You know what they say about karma. It does not bode well for the Celtics as they head into a critical game tonight against the Washington Wizards.

Maybe someone can explain this to me. In baseball, if you bunt the ball foul with two strikes on you, you’re out.

In baseball, if you step out of the batter’s box during your swing, you’re out.

In today’s softball game, you can slap the ball foul with two strikes and it doesn’t matter. You get another shot. To my way of thinking, there should be some reciprocity on this.

Also, in softball, you can slap the ball and be halfway to first base and nobody says a word. The only baseball player I ever saw get away with this was Ichiro Suzuki, who was already running when he swung at the ball.

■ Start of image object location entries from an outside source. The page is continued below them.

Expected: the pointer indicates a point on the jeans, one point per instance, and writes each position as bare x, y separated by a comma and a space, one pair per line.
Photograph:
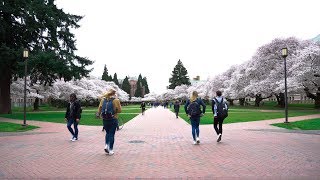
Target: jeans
195, 127
75, 125
177, 114
217, 121
110, 126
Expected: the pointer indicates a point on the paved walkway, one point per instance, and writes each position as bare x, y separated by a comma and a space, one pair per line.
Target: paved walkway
157, 145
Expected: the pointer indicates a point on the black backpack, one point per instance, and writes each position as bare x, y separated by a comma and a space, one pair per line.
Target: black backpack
194, 108
222, 111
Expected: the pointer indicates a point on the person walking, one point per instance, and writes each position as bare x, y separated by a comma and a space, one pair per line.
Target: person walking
220, 112
109, 108
193, 110
176, 108
143, 107
73, 115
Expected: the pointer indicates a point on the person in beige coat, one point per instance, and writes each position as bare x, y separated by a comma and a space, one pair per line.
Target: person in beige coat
109, 108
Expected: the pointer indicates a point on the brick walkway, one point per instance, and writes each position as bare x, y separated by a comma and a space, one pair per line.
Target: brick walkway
157, 145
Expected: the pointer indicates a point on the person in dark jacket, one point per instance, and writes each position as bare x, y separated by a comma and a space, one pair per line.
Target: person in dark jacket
73, 115
218, 120
143, 107
176, 108
195, 119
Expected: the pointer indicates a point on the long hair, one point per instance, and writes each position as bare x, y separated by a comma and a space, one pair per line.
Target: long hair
194, 96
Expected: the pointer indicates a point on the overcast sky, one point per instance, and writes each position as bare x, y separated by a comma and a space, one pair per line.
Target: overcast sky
149, 37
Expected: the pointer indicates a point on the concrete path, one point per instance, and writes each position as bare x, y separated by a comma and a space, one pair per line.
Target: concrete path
157, 145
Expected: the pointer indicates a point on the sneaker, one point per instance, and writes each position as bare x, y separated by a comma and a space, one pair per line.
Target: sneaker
111, 152
106, 148
219, 138
198, 140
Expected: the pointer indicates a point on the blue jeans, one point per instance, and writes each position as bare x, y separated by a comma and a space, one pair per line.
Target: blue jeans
195, 121
75, 125
110, 126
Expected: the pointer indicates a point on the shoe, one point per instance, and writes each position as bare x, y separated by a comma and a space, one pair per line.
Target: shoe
106, 148
198, 140
219, 138
111, 152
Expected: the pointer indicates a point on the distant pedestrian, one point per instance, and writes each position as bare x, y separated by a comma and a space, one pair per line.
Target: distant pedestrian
73, 115
109, 108
143, 107
220, 112
193, 109
176, 108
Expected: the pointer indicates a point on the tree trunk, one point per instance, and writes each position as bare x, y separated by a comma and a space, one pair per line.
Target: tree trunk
5, 100
315, 97
317, 100
230, 102
241, 101
258, 100
280, 100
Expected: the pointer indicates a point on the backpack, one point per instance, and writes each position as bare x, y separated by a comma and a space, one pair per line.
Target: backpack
222, 111
107, 109
194, 108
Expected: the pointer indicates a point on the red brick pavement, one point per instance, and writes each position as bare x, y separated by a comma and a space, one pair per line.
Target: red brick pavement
247, 150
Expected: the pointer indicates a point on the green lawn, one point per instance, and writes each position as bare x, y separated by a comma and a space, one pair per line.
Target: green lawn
12, 127
241, 114
87, 116
312, 124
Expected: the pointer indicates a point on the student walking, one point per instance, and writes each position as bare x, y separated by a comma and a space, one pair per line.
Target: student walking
143, 107
73, 115
176, 108
109, 108
192, 108
220, 112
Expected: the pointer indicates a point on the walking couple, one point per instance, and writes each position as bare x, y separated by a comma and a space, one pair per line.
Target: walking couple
194, 112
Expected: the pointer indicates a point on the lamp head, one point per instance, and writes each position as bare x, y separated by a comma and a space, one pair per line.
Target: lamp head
284, 52
25, 53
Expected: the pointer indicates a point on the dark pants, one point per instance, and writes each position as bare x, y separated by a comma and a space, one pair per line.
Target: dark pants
75, 125
177, 113
217, 121
110, 126
195, 121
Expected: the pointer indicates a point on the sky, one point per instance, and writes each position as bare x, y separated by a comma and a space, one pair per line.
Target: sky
208, 36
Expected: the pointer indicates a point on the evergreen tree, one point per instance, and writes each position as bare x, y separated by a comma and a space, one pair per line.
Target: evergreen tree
45, 30
110, 78
105, 74
115, 79
126, 85
179, 76
146, 86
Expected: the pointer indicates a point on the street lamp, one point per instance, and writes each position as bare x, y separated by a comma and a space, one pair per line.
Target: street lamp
25, 57
284, 54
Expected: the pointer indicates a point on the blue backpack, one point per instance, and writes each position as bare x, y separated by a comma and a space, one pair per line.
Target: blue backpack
194, 108
107, 109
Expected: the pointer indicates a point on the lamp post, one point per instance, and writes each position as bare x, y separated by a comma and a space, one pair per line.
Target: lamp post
284, 54
25, 57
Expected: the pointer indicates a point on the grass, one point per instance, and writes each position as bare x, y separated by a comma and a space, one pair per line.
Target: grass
240, 114
236, 113
12, 127
312, 124
48, 114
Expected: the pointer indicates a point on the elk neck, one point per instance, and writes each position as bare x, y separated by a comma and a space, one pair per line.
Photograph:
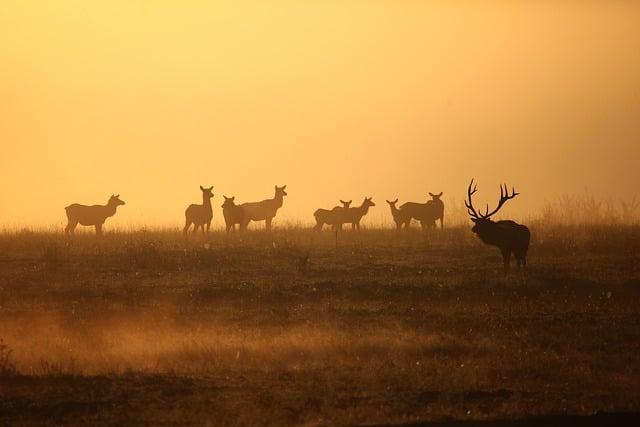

Everybody gets away with it in softball.

Twenty-one years ago, the New York Yankees fielded a team with a pretty likeable bunch of guys, and they jelled under Joe Torre and won a World Series, defeating the Atlanta Braves in six games.

Still fairly likeable, they did it again in 1998. Before the next season began, the Yankees traded for Roger Clemens and order was restored. We could hate them with glee again.

The Bronx Bombers, as of Tuesday, had the best record in the Major Leagues with a bunch of guys on the team nobody’s heard of. Now, maybe at some point, some of these no-names will end up being bonafide arrogant superstars like their forebearers and order in the universe will be restored once again. But not yet.

And in case no one’s noticed, the Orioles and their manager, Buck Showalter, are worthy substitutes for now.

Showalter’s another one of these guys who’s convinced he invented the game.

If you’re one of these people who isn’t easily impressed, I challenge you to go to a St. Mary’s softball game and see Mia Nowicki in action and come away unimpressed.

Nowicki has been blowing hitters away since she was in the ninth grade. She is now a senior, and the only softball pitcher in this area who is close to being her equal is the one she defeated Monday: Logan MacDonald of Austin Prep.

Nowicki struck out 27 Monday in a 1-0 13-inning win over the Cougars in Reading.

Guess who hit the game-winning homer. Yup. Nowicki.

Can someone tell me why anyone even cares about this Celtics-Wizards series? Does it matter who wins? Does anyone think that either team has a shot against LeBron and the Cavaliers?

Anyone who does needs an intervention. Now.